In Kesavananda Bharati Supreme Court held by a majority that though by Article 368 Parliament is given the power to amend the Constitution that power cannot be exercised so as to damage the basic features of the Constitution or so as to destroy its basic structure.

Those judgments were delivered by Sikri, CJ., Shelat and Grover JJ., Hegde and Mukherjea JJ., Jaganmohan Reddy J. and Khanna J.

Chief Justice Sikri

Justice SM Sikri

Sikri, CJ., held that the fundamental importance of the freedom of the individual has to be preserved for all times to come and that it could not be amended out of existence According to the learned Chief Justice, fundamental rights conferred by Part III of the Constitution cannot be abrogated, though a reasonable abridgement of those rights could be effected in public interest.

There is a limitation on the power of amendment by necessary implication which was apparent from a reading of the preamble and therefore, according to the learned Chief Justice, the expression “amendment of this Constitution” in Article 368 means any addition or change in any of the provisions of the Constitution within the broad contours of the preamble, made in order to carry out the basic objectives of the Constitution.

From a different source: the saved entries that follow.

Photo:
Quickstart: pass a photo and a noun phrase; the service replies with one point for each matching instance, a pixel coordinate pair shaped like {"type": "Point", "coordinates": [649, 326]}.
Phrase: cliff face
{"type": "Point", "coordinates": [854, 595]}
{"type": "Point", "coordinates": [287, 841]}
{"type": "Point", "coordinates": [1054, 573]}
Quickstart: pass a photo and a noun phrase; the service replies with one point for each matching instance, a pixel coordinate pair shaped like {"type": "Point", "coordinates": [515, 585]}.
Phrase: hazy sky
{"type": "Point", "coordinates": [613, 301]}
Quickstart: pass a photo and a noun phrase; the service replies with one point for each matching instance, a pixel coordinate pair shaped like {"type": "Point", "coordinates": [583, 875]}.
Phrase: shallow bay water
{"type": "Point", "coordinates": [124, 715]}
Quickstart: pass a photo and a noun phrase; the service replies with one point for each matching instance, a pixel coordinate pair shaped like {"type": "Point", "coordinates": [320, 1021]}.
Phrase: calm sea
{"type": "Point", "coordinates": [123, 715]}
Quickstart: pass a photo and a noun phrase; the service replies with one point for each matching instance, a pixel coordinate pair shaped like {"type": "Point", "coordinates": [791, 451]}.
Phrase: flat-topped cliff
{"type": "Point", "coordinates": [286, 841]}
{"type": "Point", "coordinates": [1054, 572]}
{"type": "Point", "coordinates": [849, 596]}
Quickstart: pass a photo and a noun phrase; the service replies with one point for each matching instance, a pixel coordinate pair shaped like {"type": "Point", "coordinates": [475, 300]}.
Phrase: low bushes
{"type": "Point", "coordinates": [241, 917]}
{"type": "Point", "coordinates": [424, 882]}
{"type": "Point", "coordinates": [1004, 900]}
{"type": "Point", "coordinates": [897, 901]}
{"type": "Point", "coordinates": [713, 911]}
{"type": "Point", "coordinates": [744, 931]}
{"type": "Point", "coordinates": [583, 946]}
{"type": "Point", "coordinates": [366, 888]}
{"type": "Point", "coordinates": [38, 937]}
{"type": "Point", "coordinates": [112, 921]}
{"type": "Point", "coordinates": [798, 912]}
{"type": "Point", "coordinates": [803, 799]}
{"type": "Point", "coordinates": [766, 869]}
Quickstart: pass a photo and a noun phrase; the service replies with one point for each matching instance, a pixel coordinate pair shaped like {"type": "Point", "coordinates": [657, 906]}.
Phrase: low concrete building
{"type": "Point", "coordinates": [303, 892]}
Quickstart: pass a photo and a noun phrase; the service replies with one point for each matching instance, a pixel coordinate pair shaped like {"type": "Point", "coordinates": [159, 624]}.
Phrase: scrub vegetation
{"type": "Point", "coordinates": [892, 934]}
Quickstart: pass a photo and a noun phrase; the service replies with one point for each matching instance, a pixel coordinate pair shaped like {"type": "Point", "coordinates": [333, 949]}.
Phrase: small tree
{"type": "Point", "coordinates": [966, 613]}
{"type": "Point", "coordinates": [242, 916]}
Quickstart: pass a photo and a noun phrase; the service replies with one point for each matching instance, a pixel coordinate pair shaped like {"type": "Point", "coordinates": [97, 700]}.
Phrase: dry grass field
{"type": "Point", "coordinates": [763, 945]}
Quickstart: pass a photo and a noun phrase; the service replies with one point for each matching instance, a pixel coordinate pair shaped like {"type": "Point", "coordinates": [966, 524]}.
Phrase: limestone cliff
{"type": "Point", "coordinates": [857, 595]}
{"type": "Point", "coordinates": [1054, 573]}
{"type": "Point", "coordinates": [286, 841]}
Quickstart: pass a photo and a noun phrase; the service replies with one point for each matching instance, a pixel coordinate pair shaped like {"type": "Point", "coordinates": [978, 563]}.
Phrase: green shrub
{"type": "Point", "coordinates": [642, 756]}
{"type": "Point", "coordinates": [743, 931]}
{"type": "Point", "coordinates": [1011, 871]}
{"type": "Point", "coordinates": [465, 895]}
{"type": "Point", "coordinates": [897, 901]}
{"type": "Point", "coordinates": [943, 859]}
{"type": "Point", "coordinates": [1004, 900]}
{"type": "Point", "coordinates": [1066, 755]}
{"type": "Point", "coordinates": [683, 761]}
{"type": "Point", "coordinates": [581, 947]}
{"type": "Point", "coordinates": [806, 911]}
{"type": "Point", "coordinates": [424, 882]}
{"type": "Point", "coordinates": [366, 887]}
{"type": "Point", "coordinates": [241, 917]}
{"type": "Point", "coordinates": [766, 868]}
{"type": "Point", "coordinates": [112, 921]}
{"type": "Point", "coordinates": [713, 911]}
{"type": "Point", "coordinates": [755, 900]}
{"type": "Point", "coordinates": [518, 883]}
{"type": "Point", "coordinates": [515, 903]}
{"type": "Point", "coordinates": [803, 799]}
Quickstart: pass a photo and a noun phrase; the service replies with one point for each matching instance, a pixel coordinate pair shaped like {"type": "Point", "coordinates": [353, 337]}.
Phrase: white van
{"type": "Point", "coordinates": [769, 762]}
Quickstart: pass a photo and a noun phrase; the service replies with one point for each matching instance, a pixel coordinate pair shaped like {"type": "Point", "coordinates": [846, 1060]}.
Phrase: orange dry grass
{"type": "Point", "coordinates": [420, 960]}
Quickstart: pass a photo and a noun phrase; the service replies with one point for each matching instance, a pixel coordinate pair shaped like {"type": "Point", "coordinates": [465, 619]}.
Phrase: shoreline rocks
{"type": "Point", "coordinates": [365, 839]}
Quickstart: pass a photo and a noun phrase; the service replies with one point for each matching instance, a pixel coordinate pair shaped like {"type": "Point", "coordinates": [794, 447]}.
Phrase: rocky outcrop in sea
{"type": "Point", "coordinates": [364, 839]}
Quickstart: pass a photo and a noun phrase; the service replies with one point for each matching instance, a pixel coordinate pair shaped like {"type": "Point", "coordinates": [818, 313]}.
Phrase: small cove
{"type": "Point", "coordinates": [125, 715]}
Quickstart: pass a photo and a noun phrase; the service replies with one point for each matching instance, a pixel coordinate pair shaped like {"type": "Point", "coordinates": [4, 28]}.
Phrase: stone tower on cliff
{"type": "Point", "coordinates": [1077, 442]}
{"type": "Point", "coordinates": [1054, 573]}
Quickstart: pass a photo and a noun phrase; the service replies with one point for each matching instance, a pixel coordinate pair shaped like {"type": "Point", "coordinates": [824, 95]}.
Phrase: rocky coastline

Accordingly, every provision of the Constitution was open to amendment provided the basic foundation or structure of the Constitution was not damaged or destroyed.

Justice Shelat and Grover

Justice J.M. Shelat and Justice A.N. Grover

Shelat and Grover, JJ. held that the preamble to the Constitution contains the clue to the fundamentals of the Constitution. According to the learned Judges, Parts III and IV of the Constitution which respectively embody the fundamental rights and the directive principles have to be balanced and harmonised. This balance and harmony between two integral parts of the Constitution forms a basic element of the Constitution which cannot be altered.

The word ‘amendment’ occurring in Article 368 must therefore be construed in such a manner as to reserve the power of the Parliament to amend the constitution, but not so as to result in damaging or destroying the structure and identity of the Constitution.

There was thus an implied limitation in the amending power which precluded Parliament from abrogating or changing the identity of the Constitution or any of its basic features.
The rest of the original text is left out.